In testing, batches of 500–5 000 items per bulk_create_nodes call hit the sweet spot between client memory and network round-trips. Larger batches are fine for straightforward node creation, but bulk_create_relationships is bottlenecked by the MATCH lookup on each endpoint — splitting into smaller batches gives the planner more opportunities to use indexes.

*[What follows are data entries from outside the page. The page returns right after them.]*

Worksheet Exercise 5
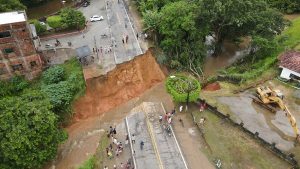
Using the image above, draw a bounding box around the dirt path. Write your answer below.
[74,51,165,121]
[174,112,214,169]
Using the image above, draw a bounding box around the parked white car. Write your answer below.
[90,15,104,22]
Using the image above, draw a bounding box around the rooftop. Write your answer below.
[0,11,26,25]
[279,51,300,73]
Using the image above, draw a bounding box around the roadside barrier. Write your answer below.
[193,99,299,169]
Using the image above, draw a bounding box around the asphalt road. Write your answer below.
[127,102,187,169]
[41,0,142,71]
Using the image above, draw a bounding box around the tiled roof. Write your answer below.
[0,11,26,25]
[279,51,300,73]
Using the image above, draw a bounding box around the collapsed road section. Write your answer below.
[126,102,188,169]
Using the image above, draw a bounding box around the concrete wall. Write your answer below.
[0,22,42,79]
[280,67,300,80]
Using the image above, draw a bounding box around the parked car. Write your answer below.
[82,1,91,7]
[90,15,104,22]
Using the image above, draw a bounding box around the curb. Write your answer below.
[160,102,188,169]
[125,116,137,169]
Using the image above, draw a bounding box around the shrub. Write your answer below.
[0,76,29,98]
[42,66,64,84]
[166,74,201,102]
[42,81,73,111]
[47,15,64,29]
[60,8,85,29]
[29,19,47,34]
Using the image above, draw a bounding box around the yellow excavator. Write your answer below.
[253,86,300,142]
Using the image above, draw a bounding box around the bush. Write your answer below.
[166,74,201,102]
[47,15,64,29]
[42,66,64,84]
[42,81,73,112]
[60,8,85,29]
[0,76,29,99]
[29,19,47,34]
[268,0,300,14]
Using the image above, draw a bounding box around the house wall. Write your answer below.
[0,22,42,79]
[280,67,300,80]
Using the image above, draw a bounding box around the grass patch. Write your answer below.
[193,110,290,169]
[78,156,96,169]
[95,134,109,168]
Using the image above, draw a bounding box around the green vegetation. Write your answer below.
[219,18,300,83]
[47,15,63,29]
[0,0,26,12]
[193,111,290,169]
[43,8,85,30]
[78,156,96,169]
[267,0,300,14]
[29,19,47,34]
[166,74,201,103]
[41,59,85,121]
[135,0,285,79]
[0,81,67,169]
[0,59,85,169]
[60,8,85,29]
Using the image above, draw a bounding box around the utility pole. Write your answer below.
[94,36,99,59]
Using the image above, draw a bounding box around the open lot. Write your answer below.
[194,111,290,169]
[201,79,300,160]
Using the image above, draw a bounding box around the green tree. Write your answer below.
[0,76,29,99]
[0,90,67,169]
[267,0,300,14]
[47,15,64,29]
[42,81,73,113]
[166,74,201,104]
[0,0,26,12]
[29,19,47,34]
[42,66,65,84]
[199,0,285,54]
[143,10,161,42]
[60,8,85,29]
[158,1,207,77]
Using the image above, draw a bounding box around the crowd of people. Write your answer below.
[104,126,135,169]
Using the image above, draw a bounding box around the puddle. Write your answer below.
[218,96,294,151]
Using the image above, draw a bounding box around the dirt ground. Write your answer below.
[201,79,300,159]
[73,51,165,121]
[194,111,290,169]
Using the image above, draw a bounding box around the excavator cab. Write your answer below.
[253,86,300,142]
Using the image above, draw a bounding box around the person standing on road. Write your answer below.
[140,141,145,150]
[131,134,135,144]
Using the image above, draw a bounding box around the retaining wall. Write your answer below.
[197,99,299,169]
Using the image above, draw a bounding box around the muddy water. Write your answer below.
[27,0,75,19]
[219,96,294,151]
[203,38,249,77]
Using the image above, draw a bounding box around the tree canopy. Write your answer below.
[0,90,66,169]
[0,0,26,12]
[166,74,201,103]
[60,8,85,29]
[200,0,284,53]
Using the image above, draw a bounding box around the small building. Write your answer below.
[279,51,300,80]
[0,11,42,79]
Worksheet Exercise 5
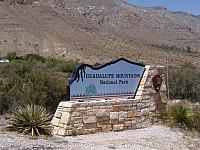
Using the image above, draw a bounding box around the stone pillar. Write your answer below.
[52,66,166,136]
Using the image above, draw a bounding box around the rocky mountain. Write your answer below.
[0,0,200,66]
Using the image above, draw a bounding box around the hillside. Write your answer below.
[0,0,200,66]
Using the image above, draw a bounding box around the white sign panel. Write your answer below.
[70,58,145,100]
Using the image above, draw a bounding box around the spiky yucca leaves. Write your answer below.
[11,105,51,137]
[167,104,188,125]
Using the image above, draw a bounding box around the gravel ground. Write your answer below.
[0,115,200,150]
[0,125,200,150]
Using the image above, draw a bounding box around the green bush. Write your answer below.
[6,52,17,61]
[9,105,51,137]
[0,54,72,113]
[169,64,200,102]
[24,54,45,63]
[167,105,188,126]
[167,104,200,131]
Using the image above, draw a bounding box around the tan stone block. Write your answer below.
[51,117,60,126]
[112,106,123,112]
[110,112,119,120]
[127,111,135,118]
[83,116,97,123]
[63,108,71,112]
[58,128,66,136]
[83,123,97,129]
[110,119,119,125]
[71,111,82,117]
[96,109,110,117]
[70,117,83,124]
[118,111,128,118]
[60,112,70,124]
[102,124,113,132]
[141,108,149,116]
[74,123,84,128]
[52,127,59,135]
[97,116,110,125]
[113,124,124,131]
[83,128,95,135]
[124,121,132,127]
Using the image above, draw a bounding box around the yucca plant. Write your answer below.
[10,105,51,137]
[167,104,188,126]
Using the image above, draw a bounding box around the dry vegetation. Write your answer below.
[0,0,200,66]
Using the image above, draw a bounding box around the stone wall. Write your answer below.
[52,66,166,136]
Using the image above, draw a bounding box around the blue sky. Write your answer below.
[125,0,200,15]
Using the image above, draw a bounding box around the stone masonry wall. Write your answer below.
[52,66,166,136]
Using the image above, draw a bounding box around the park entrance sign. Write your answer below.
[68,58,145,100]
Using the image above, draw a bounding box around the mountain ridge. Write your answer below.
[0,0,200,66]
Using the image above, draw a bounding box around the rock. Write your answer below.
[83,116,97,123]
[113,124,124,131]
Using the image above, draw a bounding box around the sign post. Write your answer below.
[68,58,145,100]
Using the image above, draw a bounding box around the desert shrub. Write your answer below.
[24,54,45,63]
[2,70,67,113]
[5,52,17,61]
[0,54,74,113]
[46,58,78,73]
[167,105,188,126]
[169,64,200,102]
[166,104,200,131]
[9,105,51,137]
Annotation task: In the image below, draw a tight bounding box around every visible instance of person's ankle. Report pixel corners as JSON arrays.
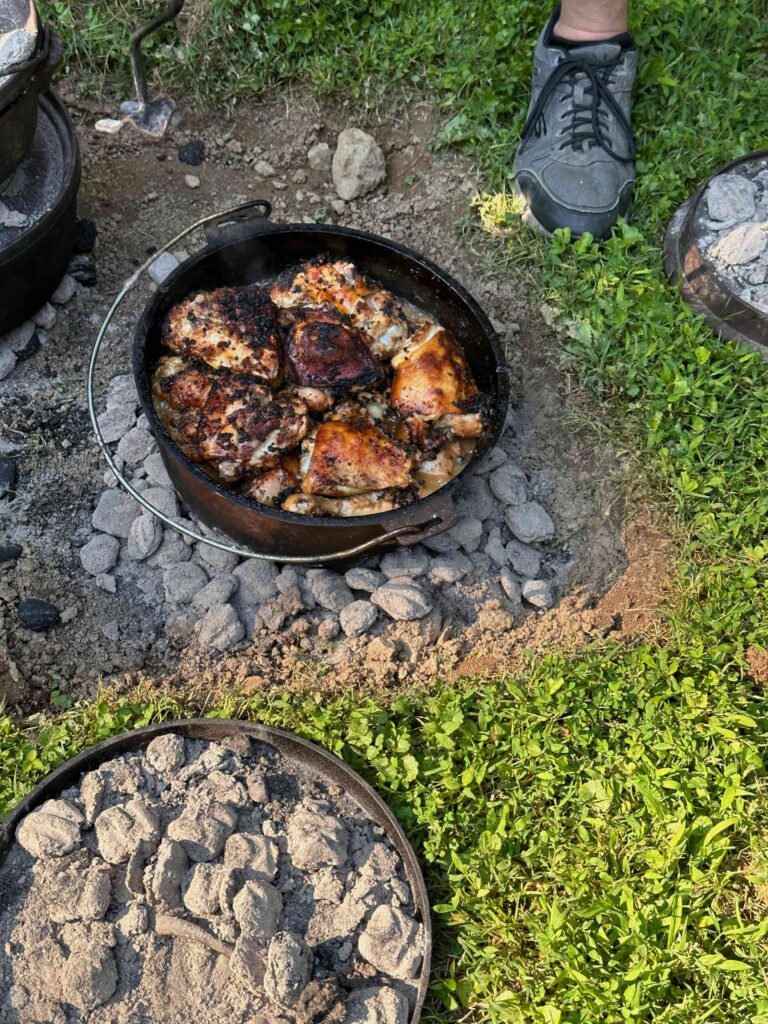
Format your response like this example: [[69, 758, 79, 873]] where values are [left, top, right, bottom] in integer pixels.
[[552, 18, 629, 43]]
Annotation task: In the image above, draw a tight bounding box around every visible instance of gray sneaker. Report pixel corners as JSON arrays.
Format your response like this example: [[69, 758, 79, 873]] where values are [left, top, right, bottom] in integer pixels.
[[513, 10, 637, 239]]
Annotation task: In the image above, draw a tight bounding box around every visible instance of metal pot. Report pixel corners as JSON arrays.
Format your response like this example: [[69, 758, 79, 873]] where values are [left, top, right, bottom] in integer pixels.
[[0, 718, 432, 1024], [89, 200, 509, 564], [0, 28, 61, 185]]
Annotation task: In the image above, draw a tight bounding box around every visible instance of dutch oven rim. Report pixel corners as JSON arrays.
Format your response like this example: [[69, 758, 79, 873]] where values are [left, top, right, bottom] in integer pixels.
[[132, 201, 510, 542]]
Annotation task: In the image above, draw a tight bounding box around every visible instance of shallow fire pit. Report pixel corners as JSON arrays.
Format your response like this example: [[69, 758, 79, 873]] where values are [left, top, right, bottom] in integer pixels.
[[0, 719, 431, 1024]]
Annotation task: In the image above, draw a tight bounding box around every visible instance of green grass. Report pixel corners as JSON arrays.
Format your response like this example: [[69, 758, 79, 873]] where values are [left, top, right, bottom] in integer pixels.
[[10, 0, 768, 1024]]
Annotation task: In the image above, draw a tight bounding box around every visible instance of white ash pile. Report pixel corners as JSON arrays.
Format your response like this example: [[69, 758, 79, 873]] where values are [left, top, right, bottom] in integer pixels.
[[80, 375, 568, 657], [0, 733, 425, 1024], [698, 160, 768, 313]]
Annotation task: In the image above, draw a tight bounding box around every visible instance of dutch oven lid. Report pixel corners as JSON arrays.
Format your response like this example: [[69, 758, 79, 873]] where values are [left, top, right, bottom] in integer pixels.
[[0, 0, 39, 111]]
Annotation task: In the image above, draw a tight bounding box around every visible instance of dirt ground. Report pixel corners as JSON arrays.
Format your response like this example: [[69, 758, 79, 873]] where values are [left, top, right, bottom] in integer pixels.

If you're ingesting millions of rows, also consider:

  1. Running SchemaDDL.uniqueness_constraints() before the bulk load, so the MERGE keys are indexed.
  2. Disabling provenance / Chunk nodes during the bulk phase and rebuilding them afterwards.
  3. Using the async LLMNLToCypher.aingest_texts with max_concurrency=10 if your ingest involves LLM generation. See Async & rate-limit.

Composing with sessions

GraphSession.bulk_create(), bulk_merge(), and AsyncGraphSession's counterparts just wrap these BulkOps methods:

session.bulk_create(Person, items)
# Internally:
# cypher, params = BulkOps.bulk_create_nodes(Person, items)
# return session.execute(cypher, params)

So you can use either layer interchangeably — BulkOps for direct driver use, GraphSession.bulk_* for the ORM-integrated path.